The de Lesseps party left Panama on February 15. They depart, wrote the
Star and Herald
, “vastly to the regret of the people of the Isthmus of all nationalities … during their stay on the Isthmus they have taken possession of the public heart to an extent never before witnessed among us. The importance of Mr. de Lesseps’ mission, a preparatory step to one of the greatest undertakings the world has ever witnessed, did not prevent that courteous and affable gentleman from taking a vivid interest in our rather dull isthmus life, into which he and his amiable lady have infused new vigor and animation.” He headed for New York, “with heartiest best wishes.”

There were dissenting voices. Wyse, cast out from the project, wrote from Panama to Reclus on January 24: “Blanchet does nothing… the tachometers are broken.
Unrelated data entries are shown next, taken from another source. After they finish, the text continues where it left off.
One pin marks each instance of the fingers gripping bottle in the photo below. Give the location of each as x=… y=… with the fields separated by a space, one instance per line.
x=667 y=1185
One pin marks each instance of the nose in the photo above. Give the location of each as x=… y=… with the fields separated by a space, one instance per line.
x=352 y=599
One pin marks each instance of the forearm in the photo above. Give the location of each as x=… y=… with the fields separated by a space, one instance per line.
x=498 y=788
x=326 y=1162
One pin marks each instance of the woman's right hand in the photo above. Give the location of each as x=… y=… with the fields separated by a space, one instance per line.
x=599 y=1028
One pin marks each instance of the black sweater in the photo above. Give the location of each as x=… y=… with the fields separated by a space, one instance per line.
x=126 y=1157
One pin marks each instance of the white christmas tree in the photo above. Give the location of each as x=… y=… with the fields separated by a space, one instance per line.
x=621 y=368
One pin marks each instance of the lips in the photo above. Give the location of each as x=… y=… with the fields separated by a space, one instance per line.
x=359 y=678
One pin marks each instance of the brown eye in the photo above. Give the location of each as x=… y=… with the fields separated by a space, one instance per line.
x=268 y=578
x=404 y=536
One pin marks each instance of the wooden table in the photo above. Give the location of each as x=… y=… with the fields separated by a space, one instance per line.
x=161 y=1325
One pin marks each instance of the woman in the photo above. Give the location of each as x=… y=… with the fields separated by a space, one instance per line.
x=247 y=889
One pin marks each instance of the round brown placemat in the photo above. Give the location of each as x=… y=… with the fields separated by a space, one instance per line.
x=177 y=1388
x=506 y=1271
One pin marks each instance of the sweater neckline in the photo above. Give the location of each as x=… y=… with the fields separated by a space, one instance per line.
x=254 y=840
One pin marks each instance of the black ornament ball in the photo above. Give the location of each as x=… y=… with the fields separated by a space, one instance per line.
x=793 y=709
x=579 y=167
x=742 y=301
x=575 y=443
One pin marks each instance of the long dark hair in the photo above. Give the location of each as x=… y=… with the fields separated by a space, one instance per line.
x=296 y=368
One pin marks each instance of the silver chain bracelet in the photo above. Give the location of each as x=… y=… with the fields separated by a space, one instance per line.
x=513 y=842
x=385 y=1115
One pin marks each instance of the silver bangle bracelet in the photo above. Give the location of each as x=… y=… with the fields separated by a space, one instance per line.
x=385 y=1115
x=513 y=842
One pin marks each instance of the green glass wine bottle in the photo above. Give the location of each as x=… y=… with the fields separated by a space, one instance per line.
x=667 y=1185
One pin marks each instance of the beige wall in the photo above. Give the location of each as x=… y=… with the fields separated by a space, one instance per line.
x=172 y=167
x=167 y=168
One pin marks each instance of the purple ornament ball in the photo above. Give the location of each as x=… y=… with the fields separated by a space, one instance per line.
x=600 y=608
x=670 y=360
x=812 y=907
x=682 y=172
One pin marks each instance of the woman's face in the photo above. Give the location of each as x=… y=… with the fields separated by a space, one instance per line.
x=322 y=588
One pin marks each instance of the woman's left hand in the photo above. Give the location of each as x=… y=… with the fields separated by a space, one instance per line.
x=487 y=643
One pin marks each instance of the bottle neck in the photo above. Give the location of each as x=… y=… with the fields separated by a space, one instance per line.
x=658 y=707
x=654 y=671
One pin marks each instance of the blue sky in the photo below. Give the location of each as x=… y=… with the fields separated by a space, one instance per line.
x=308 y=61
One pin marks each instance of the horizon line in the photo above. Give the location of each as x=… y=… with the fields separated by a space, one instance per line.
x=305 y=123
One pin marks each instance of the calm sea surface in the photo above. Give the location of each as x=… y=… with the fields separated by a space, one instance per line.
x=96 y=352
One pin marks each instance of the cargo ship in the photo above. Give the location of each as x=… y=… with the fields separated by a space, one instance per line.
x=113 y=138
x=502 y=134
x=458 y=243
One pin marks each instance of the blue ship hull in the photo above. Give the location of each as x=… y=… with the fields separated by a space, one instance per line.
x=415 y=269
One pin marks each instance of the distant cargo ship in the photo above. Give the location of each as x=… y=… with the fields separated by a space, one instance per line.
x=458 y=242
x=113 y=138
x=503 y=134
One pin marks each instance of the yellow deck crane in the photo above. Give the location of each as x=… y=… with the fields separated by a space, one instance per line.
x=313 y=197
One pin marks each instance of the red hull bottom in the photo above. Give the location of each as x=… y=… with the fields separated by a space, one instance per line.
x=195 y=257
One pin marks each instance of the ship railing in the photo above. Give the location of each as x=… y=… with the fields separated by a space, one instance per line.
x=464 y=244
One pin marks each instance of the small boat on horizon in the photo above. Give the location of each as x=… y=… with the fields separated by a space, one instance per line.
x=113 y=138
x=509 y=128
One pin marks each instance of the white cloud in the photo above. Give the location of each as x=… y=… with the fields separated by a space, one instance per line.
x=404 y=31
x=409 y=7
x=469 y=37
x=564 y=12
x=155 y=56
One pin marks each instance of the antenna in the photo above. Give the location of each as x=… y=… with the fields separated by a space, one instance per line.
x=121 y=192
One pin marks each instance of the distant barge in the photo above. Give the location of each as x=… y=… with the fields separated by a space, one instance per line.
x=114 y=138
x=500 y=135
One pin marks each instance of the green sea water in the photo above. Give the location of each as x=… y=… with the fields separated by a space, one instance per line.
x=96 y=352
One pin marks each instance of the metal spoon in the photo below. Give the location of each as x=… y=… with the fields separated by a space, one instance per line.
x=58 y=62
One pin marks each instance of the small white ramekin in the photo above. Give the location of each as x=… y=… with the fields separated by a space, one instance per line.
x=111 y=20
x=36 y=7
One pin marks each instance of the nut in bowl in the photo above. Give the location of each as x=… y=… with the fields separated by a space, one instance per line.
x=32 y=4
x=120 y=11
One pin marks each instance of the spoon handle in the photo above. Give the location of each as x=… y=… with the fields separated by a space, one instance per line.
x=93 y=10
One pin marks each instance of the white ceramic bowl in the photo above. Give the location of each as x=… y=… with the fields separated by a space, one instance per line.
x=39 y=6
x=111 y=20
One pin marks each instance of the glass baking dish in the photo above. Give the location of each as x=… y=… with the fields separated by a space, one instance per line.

There is total disorder, waste, and disorganisation.” De Lesseps, Wyse alleged, was making a nuisance of himself by trying to grope
“les tétons des femmes.”
Tracy Robinson, who was so impressed with de Lesseps, and believed that “from first to last he was perfectly conscientious and honest,” pronounced him “too old, too eager, too vain of the glory it would add to his already great reputation.”